VantageScore has said this could be done depending on how its credit measure is positioned amid other rule changes the GSEs may be planning, said Tony Hutchinson, senior vice president of industry and government relations.
“That would be the only hindrance to pulling our score right now in the system, but it is as easy as just requesting our score, as long as the GSEs are prepared to accept it.
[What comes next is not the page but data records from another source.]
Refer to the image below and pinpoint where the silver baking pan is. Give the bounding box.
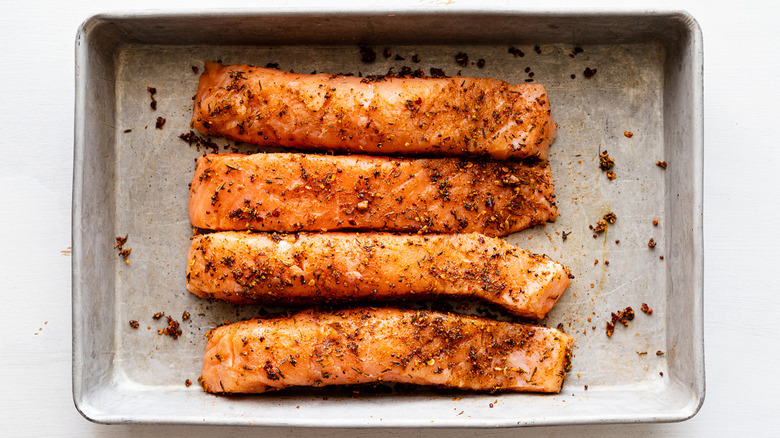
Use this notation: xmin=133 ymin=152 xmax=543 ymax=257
xmin=73 ymin=10 xmax=704 ymax=427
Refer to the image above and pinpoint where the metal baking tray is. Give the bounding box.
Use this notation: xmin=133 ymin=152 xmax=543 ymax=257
xmin=73 ymin=10 xmax=704 ymax=427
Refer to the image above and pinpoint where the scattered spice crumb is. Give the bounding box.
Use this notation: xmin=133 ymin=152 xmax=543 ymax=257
xmin=146 ymin=87 xmax=157 ymax=110
xmin=599 ymin=150 xmax=615 ymax=170
xmin=153 ymin=312 xmax=182 ymax=340
xmin=455 ymin=52 xmax=469 ymax=67
xmin=607 ymin=321 xmax=615 ymax=338
xmin=114 ymin=234 xmax=132 ymax=265
xmin=509 ymin=46 xmax=525 ymax=58
xmin=358 ymin=44 xmax=376 ymax=64
xmin=114 ymin=234 xmax=129 ymax=251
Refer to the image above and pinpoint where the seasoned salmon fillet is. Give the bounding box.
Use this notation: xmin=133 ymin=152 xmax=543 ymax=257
xmin=192 ymin=62 xmax=556 ymax=159
xmin=200 ymin=308 xmax=573 ymax=393
xmin=189 ymin=153 xmax=558 ymax=236
xmin=187 ymin=231 xmax=569 ymax=319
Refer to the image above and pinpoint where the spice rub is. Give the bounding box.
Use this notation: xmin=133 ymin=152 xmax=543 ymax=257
xmin=200 ymin=308 xmax=573 ymax=393
xmin=189 ymin=153 xmax=558 ymax=236
xmin=187 ymin=232 xmax=569 ymax=319
xmin=192 ymin=62 xmax=556 ymax=159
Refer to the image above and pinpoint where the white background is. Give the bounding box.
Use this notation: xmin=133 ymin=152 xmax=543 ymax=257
xmin=0 ymin=0 xmax=780 ymax=438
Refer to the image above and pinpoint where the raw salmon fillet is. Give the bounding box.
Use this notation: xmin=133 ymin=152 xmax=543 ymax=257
xmin=189 ymin=153 xmax=558 ymax=236
xmin=187 ymin=231 xmax=569 ymax=319
xmin=192 ymin=62 xmax=556 ymax=159
xmin=200 ymin=308 xmax=573 ymax=393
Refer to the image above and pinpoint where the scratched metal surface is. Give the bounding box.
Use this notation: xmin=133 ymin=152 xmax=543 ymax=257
xmin=74 ymin=10 xmax=703 ymax=426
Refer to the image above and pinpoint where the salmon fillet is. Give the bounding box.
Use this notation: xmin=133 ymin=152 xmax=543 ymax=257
xmin=200 ymin=308 xmax=573 ymax=393
xmin=192 ymin=62 xmax=556 ymax=159
xmin=189 ymin=153 xmax=558 ymax=236
xmin=187 ymin=232 xmax=569 ymax=319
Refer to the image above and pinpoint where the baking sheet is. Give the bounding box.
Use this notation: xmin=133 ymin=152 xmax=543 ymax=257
xmin=74 ymin=11 xmax=703 ymax=426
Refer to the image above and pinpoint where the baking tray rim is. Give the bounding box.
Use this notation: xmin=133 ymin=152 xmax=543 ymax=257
xmin=71 ymin=5 xmax=706 ymax=428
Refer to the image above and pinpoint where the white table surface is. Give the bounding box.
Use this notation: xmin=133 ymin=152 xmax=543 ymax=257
xmin=0 ymin=0 xmax=780 ymax=438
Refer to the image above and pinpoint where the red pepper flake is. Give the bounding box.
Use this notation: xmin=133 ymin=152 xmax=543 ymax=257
xmin=599 ymin=151 xmax=615 ymax=170
xmin=607 ymin=321 xmax=615 ymax=338
xmin=154 ymin=312 xmax=182 ymax=340
xmin=509 ymin=46 xmax=525 ymax=58
xmin=114 ymin=234 xmax=129 ymax=251
xmin=146 ymin=87 xmax=157 ymax=110
xmin=455 ymin=52 xmax=469 ymax=67
xmin=358 ymin=44 xmax=376 ymax=64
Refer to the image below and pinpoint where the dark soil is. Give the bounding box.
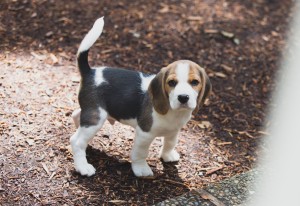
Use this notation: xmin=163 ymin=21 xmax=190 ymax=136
xmin=0 ymin=0 xmax=293 ymax=205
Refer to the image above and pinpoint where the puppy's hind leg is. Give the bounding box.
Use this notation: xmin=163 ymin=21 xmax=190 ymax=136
xmin=72 ymin=109 xmax=81 ymax=128
xmin=70 ymin=109 xmax=107 ymax=176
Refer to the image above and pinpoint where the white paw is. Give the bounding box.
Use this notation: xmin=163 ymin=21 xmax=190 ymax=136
xmin=131 ymin=161 xmax=153 ymax=177
xmin=75 ymin=163 xmax=96 ymax=176
xmin=161 ymin=150 xmax=180 ymax=162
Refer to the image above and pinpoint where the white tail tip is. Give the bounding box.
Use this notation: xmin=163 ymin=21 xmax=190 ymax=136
xmin=77 ymin=17 xmax=104 ymax=54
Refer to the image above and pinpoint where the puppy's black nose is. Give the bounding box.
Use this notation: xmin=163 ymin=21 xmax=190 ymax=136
xmin=178 ymin=94 xmax=190 ymax=104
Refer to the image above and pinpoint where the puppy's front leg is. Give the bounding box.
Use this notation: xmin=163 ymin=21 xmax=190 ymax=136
xmin=131 ymin=128 xmax=155 ymax=177
xmin=160 ymin=132 xmax=180 ymax=162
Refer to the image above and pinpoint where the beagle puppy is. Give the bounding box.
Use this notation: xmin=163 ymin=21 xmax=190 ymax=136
xmin=70 ymin=17 xmax=211 ymax=177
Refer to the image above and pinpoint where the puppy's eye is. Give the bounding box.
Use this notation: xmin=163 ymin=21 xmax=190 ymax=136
xmin=168 ymin=80 xmax=177 ymax=87
xmin=190 ymin=79 xmax=199 ymax=86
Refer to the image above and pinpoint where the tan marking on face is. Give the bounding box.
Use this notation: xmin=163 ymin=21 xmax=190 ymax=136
xmin=164 ymin=63 xmax=178 ymax=95
xmin=188 ymin=63 xmax=203 ymax=92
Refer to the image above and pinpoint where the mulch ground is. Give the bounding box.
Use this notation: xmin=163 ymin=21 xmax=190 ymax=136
xmin=0 ymin=0 xmax=293 ymax=205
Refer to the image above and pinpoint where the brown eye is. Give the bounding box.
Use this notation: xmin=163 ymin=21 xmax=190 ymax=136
xmin=191 ymin=79 xmax=199 ymax=86
xmin=168 ymin=80 xmax=177 ymax=87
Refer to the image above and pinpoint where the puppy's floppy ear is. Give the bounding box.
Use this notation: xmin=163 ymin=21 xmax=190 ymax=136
xmin=193 ymin=66 xmax=212 ymax=115
xmin=148 ymin=67 xmax=170 ymax=115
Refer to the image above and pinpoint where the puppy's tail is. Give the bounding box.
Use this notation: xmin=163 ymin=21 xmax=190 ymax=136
xmin=77 ymin=17 xmax=104 ymax=76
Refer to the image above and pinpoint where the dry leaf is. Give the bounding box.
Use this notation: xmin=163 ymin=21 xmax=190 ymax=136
xmin=198 ymin=121 xmax=212 ymax=129
xmin=221 ymin=31 xmax=234 ymax=39
xmin=214 ymin=72 xmax=227 ymax=78
xmin=26 ymin=139 xmax=35 ymax=146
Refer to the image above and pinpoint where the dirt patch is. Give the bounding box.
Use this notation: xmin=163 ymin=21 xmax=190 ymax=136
xmin=0 ymin=0 xmax=293 ymax=205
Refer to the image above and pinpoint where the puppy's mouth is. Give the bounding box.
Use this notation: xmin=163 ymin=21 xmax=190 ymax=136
xmin=178 ymin=103 xmax=193 ymax=110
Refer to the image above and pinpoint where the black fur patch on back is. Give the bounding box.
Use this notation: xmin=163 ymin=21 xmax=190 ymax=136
xmin=97 ymin=68 xmax=145 ymax=120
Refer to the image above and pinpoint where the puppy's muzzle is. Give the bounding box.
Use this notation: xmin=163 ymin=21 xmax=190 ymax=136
xmin=177 ymin=94 xmax=190 ymax=104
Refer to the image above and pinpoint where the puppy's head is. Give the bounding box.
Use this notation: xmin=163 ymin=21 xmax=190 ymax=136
xmin=149 ymin=60 xmax=211 ymax=114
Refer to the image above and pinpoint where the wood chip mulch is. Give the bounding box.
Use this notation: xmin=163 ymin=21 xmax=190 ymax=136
xmin=0 ymin=0 xmax=294 ymax=205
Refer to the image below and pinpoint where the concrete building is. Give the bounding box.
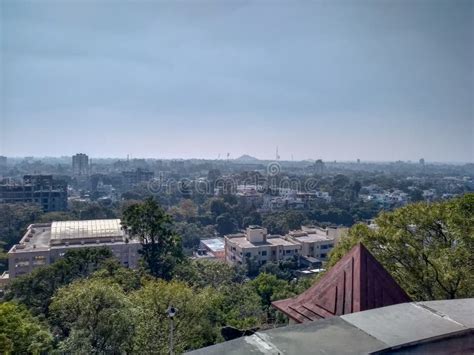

Or if people are going to hold a loan in their portfolio, they can do it right now,” he said.
FICO declined to comment on the order of score implementation but offered some more general comments on recent price hikes, noting they were in response to inflation that has occurred over time without any adjustments, and involved increases on the part of credit reporting agencies as well.
“This was a kind of a catch-up and more in line with the relative value that FICO scores bring to the overall credit bundle,” Gaskin said.
Mortgage firms can sell to buyers other than the GSEs or portfolio home loans and some institutions are experimenting with minimizing the impact of credit scores to make lending more equitable, but given Fannie and Freddie’s market share, they can’t be ignored.
Even if a lender relies instead on holding loans in portfolio or selling elsewhere, the broader market tends to follow the lead of the GSEs.
Lenders and the GSEs have to strike a balance in using scoring models with nontraditional data as while not using that information could exclude some borrowers, improper use also could have negative consequences, according to a 2022 National Consumer Law Center report.
“I would like to say that this is going to help broaden the box, so to speak, but some people could complain,” said Jim Milano, attorney at McGlinchey Stafford. He said litigation in this area is not something he comes across in his practice but urges caution about fair lending impacts.
When asked about general litigation risk, Ulzheimer said,”I think you’re probably better off with the advanced models — way, way better off.”